FE:およそ役者はビジネスに関しては無関心ですが。
HE「スティーヴはビジネスに関しても細かく注意を払っていた。ただ、作品1本につき数千万ドルもの価値のある男だったが、本人としては数百万ドルでも大満足だったんだ。スティーヴが仕事を請け負う時は、まずは前払金を手にしてから実際に演じ、完成した時点で残りの半分を受け取るシステムだった。もし、途中で仕事を断ることがあれば前払金はそっくりそのままクライアントへ返金していたよ。」
FE:映画出演の際、彼は多くのギフトを要求していたようですね。
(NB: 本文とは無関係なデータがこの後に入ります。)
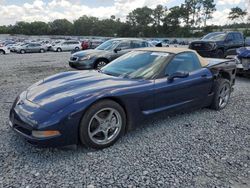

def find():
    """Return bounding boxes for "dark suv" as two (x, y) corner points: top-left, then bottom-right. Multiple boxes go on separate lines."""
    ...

(189, 32), (245, 58)
(69, 38), (152, 70)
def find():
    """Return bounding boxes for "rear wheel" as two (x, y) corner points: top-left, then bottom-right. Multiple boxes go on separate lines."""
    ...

(0, 50), (5, 55)
(210, 78), (231, 110)
(79, 100), (126, 149)
(40, 49), (45, 53)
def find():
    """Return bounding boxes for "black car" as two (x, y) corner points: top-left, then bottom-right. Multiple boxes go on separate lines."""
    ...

(189, 32), (245, 58)
(69, 38), (152, 70)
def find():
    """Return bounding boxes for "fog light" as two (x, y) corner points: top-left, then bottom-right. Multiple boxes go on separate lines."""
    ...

(32, 131), (60, 138)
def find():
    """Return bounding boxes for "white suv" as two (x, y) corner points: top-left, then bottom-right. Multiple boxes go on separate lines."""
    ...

(0, 45), (10, 55)
(52, 41), (81, 52)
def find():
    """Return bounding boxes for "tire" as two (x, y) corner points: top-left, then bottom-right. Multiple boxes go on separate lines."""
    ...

(216, 49), (225, 59)
(79, 100), (126, 149)
(0, 50), (5, 55)
(210, 78), (231, 110)
(56, 48), (62, 52)
(95, 59), (108, 70)
(40, 49), (45, 53)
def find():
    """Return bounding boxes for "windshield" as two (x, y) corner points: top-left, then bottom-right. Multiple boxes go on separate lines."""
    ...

(101, 51), (170, 79)
(202, 33), (226, 41)
(96, 40), (120, 50)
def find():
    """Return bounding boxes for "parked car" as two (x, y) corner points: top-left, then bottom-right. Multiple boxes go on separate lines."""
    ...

(235, 47), (250, 74)
(51, 40), (81, 52)
(0, 45), (10, 55)
(189, 32), (245, 58)
(10, 47), (236, 148)
(69, 38), (152, 70)
(16, 43), (47, 54)
(81, 40), (90, 50)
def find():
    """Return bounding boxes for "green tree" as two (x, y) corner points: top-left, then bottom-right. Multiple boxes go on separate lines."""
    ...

(163, 6), (181, 36)
(127, 7), (154, 37)
(74, 15), (98, 36)
(201, 0), (216, 27)
(29, 21), (49, 35)
(228, 7), (247, 22)
(49, 19), (73, 35)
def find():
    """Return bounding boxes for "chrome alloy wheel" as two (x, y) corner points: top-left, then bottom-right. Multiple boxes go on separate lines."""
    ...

(88, 108), (122, 145)
(219, 84), (230, 108)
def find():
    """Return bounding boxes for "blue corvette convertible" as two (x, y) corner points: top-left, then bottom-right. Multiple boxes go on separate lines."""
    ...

(10, 48), (236, 149)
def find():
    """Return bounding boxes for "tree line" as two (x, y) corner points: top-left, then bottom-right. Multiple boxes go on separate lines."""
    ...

(0, 0), (249, 37)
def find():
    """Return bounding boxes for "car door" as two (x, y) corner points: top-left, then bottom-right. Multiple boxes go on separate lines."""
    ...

(225, 33), (240, 56)
(62, 42), (69, 51)
(32, 44), (41, 52)
(155, 52), (213, 111)
(25, 44), (34, 52)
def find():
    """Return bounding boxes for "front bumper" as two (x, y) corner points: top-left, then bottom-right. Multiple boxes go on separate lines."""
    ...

(69, 59), (94, 70)
(9, 97), (78, 147)
(196, 50), (217, 58)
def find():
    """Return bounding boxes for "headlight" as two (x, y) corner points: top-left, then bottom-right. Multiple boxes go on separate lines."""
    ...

(79, 55), (91, 61)
(209, 42), (216, 49)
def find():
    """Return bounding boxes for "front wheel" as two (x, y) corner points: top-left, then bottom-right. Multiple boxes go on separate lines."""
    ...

(95, 60), (108, 70)
(216, 49), (225, 59)
(79, 100), (126, 149)
(210, 78), (231, 110)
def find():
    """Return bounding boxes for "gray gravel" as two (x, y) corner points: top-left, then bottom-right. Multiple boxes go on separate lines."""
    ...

(0, 53), (250, 188)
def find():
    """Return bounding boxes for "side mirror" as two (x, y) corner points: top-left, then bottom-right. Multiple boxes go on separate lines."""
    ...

(114, 48), (122, 53)
(168, 72), (189, 82)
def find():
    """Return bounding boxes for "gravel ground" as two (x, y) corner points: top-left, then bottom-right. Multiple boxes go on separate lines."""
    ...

(0, 53), (250, 188)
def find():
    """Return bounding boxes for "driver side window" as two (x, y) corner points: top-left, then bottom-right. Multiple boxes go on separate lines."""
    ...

(165, 52), (201, 76)
(117, 42), (131, 50)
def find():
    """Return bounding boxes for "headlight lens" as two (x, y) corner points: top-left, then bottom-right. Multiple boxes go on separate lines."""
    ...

(32, 130), (60, 138)
(79, 55), (91, 61)
(209, 42), (216, 49)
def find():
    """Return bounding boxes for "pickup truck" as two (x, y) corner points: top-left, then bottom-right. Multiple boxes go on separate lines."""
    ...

(189, 31), (245, 58)
(9, 47), (236, 149)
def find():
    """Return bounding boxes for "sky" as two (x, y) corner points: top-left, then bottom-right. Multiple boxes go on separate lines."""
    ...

(0, 0), (250, 25)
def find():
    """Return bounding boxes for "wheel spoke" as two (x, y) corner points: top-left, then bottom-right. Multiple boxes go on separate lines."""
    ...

(94, 114), (104, 124)
(219, 97), (223, 106)
(91, 126), (102, 137)
(106, 110), (114, 121)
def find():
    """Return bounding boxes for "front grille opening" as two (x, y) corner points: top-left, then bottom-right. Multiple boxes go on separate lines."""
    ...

(14, 125), (31, 136)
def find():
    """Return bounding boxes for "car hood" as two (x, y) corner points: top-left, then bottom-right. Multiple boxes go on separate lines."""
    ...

(26, 71), (148, 113)
(72, 50), (111, 57)
(192, 40), (223, 43)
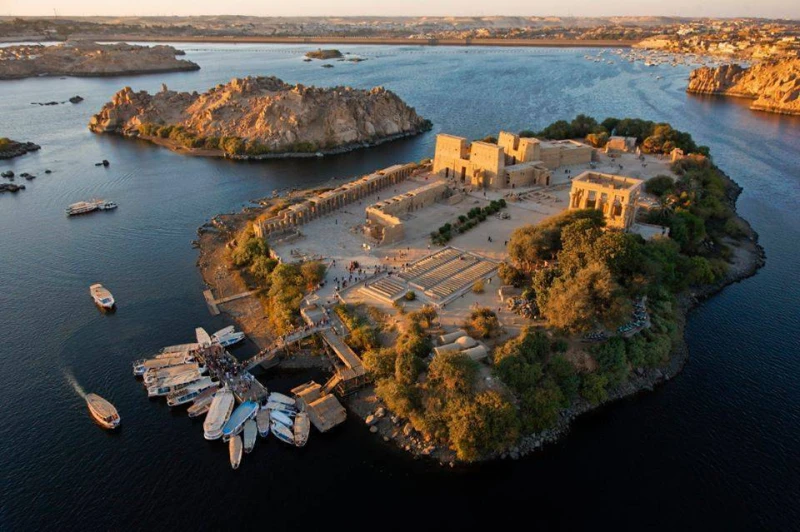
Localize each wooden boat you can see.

例えばそんなに数を履かないのに『リーバイスを10本持ってきてくれ』などと。
HE「そのギフトのほとんどを、出身校のボーイズリパブリックに寄付していたんだよ。彼はそのような行為を公にしなかったがね。」


FE:後年は”チープな男”、”金に関してだらしないと同時にケチな男”という言われ方もしていましたが。
HE「スティーヴが育った厳しい環境を思えば、多少は理解できるのかもしれない。『傷だらけの栄光』(端役として出演)の日給は19ドル。そこから彼は這い上がっていったんだよ。事実、普段は1セントも持たずに過していた。どこへ行っても誰といても自分からお金を払おうとしない。しかし、同時にとても心の大きく寛容な面もあった。彼自身、かつて通っていたボーイズリパブリックという教護院にたくさんの物とお金を寄付していた。あらゆる面で二面性を持つ男だったが、矛盾するその二面性が役者としての素養を育てたのだと思う。」


FE:失敗作は?
HE「『栄光のル・マン』だ。スティーヴ自身、それは心から愛する作品となったが、情熱を注ぎ込みすぎ、完璧な作品として成就することはなかった。彼は人選を誤り、『荒野の七人』や『大脱走』を撮ったジョン・スタージェスは途中で降りてしまった。失敗した点は何よりもまずレーシングシーンが先にあり、そこにストーリーがついてくるという作りにしてしまった点だ。まずはストーリーがあって、レーシングを題材として使うスタンスでないと作品として生きてこない。あまりにもレーシングを愛していたから、作品として見る冷静さを欠いてしまっていたんだ。」
FE:『ティファニーで朝食を』『オーシャンズ11』『明日に向って撃て』といった名作のオファーを断ったというのは事実ですか?
HE「イエス。理由は簡単だ。自分向きの役ではないと思ったから断った。それだけだよ。」
FE:彼自身、最も思い入れのある作品は何でしたか?
HE「『ブリット』だ。スティーヴは役に惚れ込んでいた。スターがあそこまで自分でスタントをこなしたのは初めてだった。彼はそれをとても誇りに思っていたよ。」


え? ちょっと待って。じゃあ、あの『大脱走』のときの柵越えのスタントは、バイクで鉄条網を飛び越えたのは彼自身じゃなかったていうことかね。